Who are these people?
A 2015 study conducted by Nielsen noted that a quarter of American families making $150,000 or more each year, end up living paycheck to paycheck, and a third of families earning $50,000 to $100,000 each year end up in the same situation. The cost of living along with household debt, consumer debt, even student loan debt is ballooning to the point that a 6-figure salary just don't go nearly as far as it used to.
Welcome to the (New) Middle Class
A 2017 report from Northwestern Mutual noted that 70% of Americans consider themselves part of the middle-class, and 68% of those who claimed to have such a status had household incomes that ranged between $50,000 - $200,000 annually, and half had incomes in the $50,000 - $125,000 range. just for comparison, the median household income in 2015 was $56,516.
However, it is quite interesting that the report showed that middle-class Americans tended to have a more optimistic view of their finances: 55% said they believed in the attainability of the American dream, compared to just 48% of the general population, and 58% said they felt financially secure compared to 47% of the general population.

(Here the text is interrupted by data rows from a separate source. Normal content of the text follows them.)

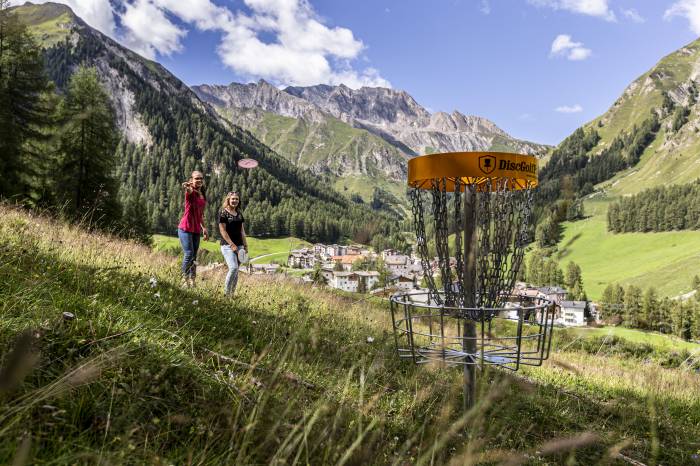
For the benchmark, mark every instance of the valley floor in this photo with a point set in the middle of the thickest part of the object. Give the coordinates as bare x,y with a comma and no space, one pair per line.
666,261
142,371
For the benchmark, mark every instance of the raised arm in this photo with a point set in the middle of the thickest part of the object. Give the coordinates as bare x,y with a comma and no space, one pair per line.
226,237
245,239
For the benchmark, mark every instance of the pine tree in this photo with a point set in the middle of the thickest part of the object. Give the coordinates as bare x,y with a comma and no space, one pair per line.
23,107
650,313
88,141
632,307
574,281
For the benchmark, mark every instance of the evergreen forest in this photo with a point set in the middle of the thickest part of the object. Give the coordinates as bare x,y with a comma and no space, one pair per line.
135,188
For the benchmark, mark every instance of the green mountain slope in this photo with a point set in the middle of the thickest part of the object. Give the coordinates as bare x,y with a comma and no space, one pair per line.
328,146
168,132
144,372
51,22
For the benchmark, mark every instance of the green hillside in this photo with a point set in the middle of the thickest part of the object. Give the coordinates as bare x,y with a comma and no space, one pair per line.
142,371
50,24
280,247
668,260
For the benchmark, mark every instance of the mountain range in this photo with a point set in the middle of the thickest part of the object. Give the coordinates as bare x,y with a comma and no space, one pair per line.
368,132
168,131
360,139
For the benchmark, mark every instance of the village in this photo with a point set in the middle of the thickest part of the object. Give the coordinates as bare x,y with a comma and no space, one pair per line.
357,269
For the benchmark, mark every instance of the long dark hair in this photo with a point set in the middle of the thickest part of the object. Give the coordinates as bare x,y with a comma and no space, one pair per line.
203,188
224,204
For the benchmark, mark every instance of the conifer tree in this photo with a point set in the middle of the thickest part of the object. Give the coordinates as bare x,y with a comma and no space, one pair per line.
574,281
23,109
632,307
650,317
88,140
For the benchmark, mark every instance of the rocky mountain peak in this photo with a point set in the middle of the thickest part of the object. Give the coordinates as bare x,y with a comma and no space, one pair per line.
261,95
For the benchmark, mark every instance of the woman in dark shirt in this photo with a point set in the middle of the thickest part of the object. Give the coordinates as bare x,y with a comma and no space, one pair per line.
232,238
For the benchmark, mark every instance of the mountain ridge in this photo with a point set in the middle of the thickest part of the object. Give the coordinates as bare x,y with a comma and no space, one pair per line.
168,131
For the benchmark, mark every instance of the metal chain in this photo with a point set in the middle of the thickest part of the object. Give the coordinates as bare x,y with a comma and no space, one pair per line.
422,242
501,230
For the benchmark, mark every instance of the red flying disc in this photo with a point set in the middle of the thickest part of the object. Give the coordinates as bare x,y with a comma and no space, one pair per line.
247,163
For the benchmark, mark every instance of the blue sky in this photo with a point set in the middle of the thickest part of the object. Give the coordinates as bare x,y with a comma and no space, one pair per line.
537,68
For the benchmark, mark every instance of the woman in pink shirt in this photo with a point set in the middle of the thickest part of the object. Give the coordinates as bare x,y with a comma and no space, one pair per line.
191,225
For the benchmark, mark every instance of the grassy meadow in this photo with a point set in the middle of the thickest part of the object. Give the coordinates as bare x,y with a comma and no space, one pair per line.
276,249
106,360
665,260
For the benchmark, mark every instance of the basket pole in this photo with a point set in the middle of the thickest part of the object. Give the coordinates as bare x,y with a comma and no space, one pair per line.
469,330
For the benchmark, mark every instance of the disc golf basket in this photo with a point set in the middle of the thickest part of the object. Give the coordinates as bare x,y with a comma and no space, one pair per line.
476,208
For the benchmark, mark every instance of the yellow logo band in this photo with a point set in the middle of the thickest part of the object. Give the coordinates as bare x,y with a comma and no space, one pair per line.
519,171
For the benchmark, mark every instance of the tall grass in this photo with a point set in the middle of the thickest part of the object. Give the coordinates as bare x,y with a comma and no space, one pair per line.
107,360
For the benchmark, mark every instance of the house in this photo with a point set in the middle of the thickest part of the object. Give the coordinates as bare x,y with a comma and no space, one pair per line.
554,293
370,278
388,253
327,273
573,314
397,264
301,259
346,261
404,282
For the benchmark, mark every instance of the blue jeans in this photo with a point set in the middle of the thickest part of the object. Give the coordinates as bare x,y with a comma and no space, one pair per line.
231,259
190,245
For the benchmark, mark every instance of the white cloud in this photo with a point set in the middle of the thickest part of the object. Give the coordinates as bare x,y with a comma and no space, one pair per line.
597,8
97,13
564,46
569,109
282,41
633,15
688,9
149,30
304,51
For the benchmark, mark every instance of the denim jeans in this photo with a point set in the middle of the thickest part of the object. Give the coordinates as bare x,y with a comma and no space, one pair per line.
231,259
190,246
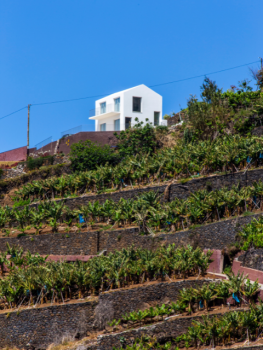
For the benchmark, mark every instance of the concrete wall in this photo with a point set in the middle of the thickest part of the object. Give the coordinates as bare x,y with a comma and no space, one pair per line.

The difference here has more to do with whether or not expectations and beliefs are an accurate reflection of their situation.
For instance: if you have more financial resources at your disposal, it’s natural to assume that higher-income earners would have significantly more in savings, but that’s not always the case. According to a GoBankingRates survey, 23% of respondents with incomes of $150,000 or more had less than $1,000 in an emergency fund, and 6% in that income range had absolutely nothing set aside in reserves.
On the opposite end of the spectrum, life looks a lot different...
The top 1% of Americans have $1.08 million or more stashed away for retirement, according to a report by the Economic Policy Institute. High-income families are 10 times as likely to have retirement savings as low-income families, and based on the numbers, it would make sense that those at the top and bottom of the income scale would represent the extremes when it comes to savings.
However, this does not explain why those families in the middle with six-figure incomes are so far behind with regard to savings and financial security.
So what is the culprit for the lack of savings and security?
Debt is likely one of the biggest culprits. According to the Federal Reserve Bank of New York, total household debt in the U.S. reached $12.73 trillion in the first quarter of 2017 -- well past the previous peak reached in 2008. Most of the debt is mortgage-related, but student loans represent an increasingly larger share of what Americans owe. Credit card debt on its own accounts for $1 trillion of the total.
However, this doesn’t necessarily mean that the higher earners are racking up debt because of poor spending habits. For some Americans who earn six figures or more, the root cause may be a too-high cost of living. Certain cities have pushed home/rental prices through the roof (well beyond the rate of inflation) and it's now eating up more of consumers' paychecks just to be able to afford a place to live. For some families, this means a deficit of a few hundred dollars per month when all other expenses (student loans, debts, healthcare, transportation, and childcare) are paid.
What is the Lesson Here?
Ultimately, a paycheck-to-paycheck lifestyle isn’t exclusive to low-income households. A higher salary may not stretch as much for those facing a higher cost of living, especially if they rely on credit to cover the gaps -- easy to see, if you live in a city like New York or San Francisco.
Families need to to break the paycheck-to-paycheck cycle, as their long-term financial survival depends on it. Increasing income is one way, but finding strategies and plans to eliminate debt is a much more secure way to ensure that you won't live paycheck to paycheck for the rest of your life.